Em valor, a queda foi de 19,7%, com US$ 1,2 bilhão exportado no mês, ante US$ 1,5 bilhão um ano antes.

A retração está relacionada principalmente ao atingimento da cota de compras externas estabelecida pela China. O país asiático limita a 1,106 milhão de toneladas o volume de carne que pode entrar sem a aplicação de uma taxa adicional de 55%.

O Ministério do Comércio da China comunicou ao Brasil, em 10 de agosto, que a utilização da cota havia chegado a 90%.

Cota chinesa

Segundo o diretor do Departamento de Estatísticas e Estudos de Comércio Exterior do Mdic, Herlon Brandão, a redução dos embarques era esperada diante da aproximação do limite estabelecido pela China.

De acordo com o diretor, os exportadores tendem a reduzir os volumes embarcados quando há risco maior de incidência da tarifa adicional. O movimento ajuda a explicar a perda de força das vendas brasileiras de carne bovina ao mercado chinês em agosto.
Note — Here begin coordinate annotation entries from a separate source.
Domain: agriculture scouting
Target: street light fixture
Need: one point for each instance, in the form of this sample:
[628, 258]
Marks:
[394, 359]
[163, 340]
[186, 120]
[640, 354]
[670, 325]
Apesar da queda mensal, o desempenho no acumulado de 2026 permanece positivo. De janeiro a agosto, as exportações totais de carne resfriada e congelada do Brasil cresceram 4,7% em volume e 22,3% em valor, na comparação com o mesmo período do ano anterior.

Vendas para a Ásia

A China também influenciou o desempenho geral das exportações brasileiras para a Ásia. Em agosto, os embarques para o continente recuaram 19,2% em relação ao mesmo mês de 2025. Em valor, a queda foi de 10,9%.

No acumulado de janeiro a agosto, porém, o cenário é diferente: as exportações brasileiras para a Ásia avançaram 15% em valor e 3,3% em volume.